Era el mes de noviembre de 2018. En el coto habíamos decidido retrasar la apertura de la general y con un cupo de dos perdices. Con el razonable nerviosismo de una jornada inaugural de temporada, la idea era patear una zona bastante querenciosa en la que días antes había disfrutado del revoloteo de un nutrido bando de patirrojas.
Liberé de su ansiedad a Luna, que parecía no resistirse al eco de las detonaciones de las escopetas más madrugadoras. A paso ligero, la seguí hasta una pradera que, como su nariz confirmó, fue subterfugio de la reina. Se habían movido… A lo lejos, fuera de tiro, la cuadrilla levantaba ya su vuelo rebasando los límites del acotado. ¡Qué mala suerte! Pero no hubo tiempo para lamentos. El estruendo del batir de sus alas por mi espalda resultó sobrecogedor. Apenas pude distinguir a una pareja surcando el cielo en pleno éxodo por el hostigamiento del cuartel colindante. Me quedé con la postrera persiguiendo su apresurado vuelo y adelantando la escopeta en el mismo instante en el que apreté el gatillo. El cobro no fue sencillo, pero Luna estuvo a la altura del lance. Tras evaporarse durante unos minutos, pronto regresó con un primoroso macho entre sus fauces. ¡Vaya escena!
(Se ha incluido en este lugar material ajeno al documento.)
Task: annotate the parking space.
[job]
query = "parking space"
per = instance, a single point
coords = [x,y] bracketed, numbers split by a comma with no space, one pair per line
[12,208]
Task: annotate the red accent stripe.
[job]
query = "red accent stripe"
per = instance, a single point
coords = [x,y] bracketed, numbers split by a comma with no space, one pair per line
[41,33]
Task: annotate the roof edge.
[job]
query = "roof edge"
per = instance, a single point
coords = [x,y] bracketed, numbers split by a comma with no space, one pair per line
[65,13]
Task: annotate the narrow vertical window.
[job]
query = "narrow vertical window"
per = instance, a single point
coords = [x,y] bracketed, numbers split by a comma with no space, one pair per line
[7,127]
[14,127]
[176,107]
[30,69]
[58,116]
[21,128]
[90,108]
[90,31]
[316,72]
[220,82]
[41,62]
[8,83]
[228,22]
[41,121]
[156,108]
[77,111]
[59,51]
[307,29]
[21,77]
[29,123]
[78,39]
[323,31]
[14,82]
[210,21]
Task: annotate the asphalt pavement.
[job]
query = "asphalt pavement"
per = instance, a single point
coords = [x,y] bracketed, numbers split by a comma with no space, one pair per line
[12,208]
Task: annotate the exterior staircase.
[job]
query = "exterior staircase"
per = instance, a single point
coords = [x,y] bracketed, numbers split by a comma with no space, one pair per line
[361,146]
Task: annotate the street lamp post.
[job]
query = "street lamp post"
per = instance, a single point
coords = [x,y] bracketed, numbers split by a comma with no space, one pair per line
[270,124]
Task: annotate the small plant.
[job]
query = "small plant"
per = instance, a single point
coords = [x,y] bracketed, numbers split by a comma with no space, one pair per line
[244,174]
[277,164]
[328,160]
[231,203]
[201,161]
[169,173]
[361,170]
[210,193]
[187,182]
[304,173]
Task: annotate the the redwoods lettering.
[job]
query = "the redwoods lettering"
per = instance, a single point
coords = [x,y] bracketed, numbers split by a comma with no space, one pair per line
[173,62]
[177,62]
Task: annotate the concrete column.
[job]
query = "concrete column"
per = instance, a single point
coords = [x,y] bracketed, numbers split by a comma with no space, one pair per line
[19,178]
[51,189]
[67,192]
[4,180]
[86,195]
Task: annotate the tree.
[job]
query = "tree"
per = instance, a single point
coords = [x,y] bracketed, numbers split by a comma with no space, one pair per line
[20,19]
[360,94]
Resultaba muy extraño: la perrilla no correspondía a mis halagos de gratitud. Como alma que lleva el diablo, Luna volvió sobre sus pasos y, tras recorrer unos 100 metros, se clavó como un hierro. De repente, la fugada de la dupla se alzó ante mí para regalarme la culminación de un lacónico estreno que hoy rememoro con nostalgia.